Lembro de quando parte dos bons cidadãos de Higienópolis protestaram contra a instalação de metrô nas imediações. Uma moradora disse que uma estação traria “gente diferenciada” para a nobre região que tem higiene no nome. Os diferenciados? Para esta senhora, seriam mendigos e drogados. Ou, talvez, trabalhadores periféricos, em sua maioria negros, que dependem de transporte público.

A lei não escrita é o direito à cidade para quem goza do privilégio branco. A cidade é hostil a todo corpo que não esteja nesse padrão: branco, abastado, estudado, morador de bairros nobres, o tipo de gente que nunca deve ter pisado na Estação da Sé. E, se o fizer, provavelmente ficaria com a pele coberta de brotoejas diante tanta gente “diferenciada” ocupando o local.

O transporte público é um sintoma disso, mas trago a perspectiva aqui da segurança pública. Já vimos a história: o mesmo policial militar que pode ser xingado pelo patrão em Alphaville é quem vai barbarizar em Paraisópolis. Toda vez que a “gente diferenciada” ocupa espaços que não são seus, a reação é violenta e quase sempre histérica — assim como o mito do negro estuprador causou a morte de diversos rapazes no sul dos Estados Unidos no século passado.

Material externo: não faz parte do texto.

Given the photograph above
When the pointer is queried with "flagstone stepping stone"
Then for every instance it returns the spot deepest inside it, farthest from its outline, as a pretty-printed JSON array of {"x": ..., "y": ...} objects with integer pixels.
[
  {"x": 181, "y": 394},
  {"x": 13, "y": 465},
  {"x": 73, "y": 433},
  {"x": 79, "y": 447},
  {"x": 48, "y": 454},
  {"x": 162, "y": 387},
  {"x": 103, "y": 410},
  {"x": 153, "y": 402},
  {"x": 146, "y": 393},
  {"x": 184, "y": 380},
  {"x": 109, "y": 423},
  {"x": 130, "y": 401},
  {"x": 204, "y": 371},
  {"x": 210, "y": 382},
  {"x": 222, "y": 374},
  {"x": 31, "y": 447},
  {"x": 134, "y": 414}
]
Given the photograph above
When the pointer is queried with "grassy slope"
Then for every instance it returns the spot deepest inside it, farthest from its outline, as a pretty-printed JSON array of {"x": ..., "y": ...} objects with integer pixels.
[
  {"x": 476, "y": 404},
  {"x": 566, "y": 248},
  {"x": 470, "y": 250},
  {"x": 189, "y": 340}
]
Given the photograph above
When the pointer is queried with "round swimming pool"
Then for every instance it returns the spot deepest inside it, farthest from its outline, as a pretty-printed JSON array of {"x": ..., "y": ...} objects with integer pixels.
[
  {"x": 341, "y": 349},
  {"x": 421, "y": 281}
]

Como a polícia enxerga como humanos apenas os moradores brancos de lugares como Higienópolis, Alphaville, Pinheiros, Jardins e parte da orla de Santos, entre outros bairros nobres espalhados pelo país, o resto é feito para humilhar e descartar, como algo que não presta nem para reciclar. E isso acontece mesmo com PMs e outros agentes que também pertencem às classes sociais que eles ajudam a manter no cabresto. A essas classes, são destinadas às periferias, as cozinhas, o não-acesso, o não-direito, a não-vida.

O que assistimos em Santos é a clara criminalização de não-vidas, uma velha herança que a branquitude, herdeira do escravagismo, e seus capitães do mato fardados reforçam diariamente, seja pedindo nota fiscal de uma bicicleta ou a manutenção do pacto narcísico da branquitude.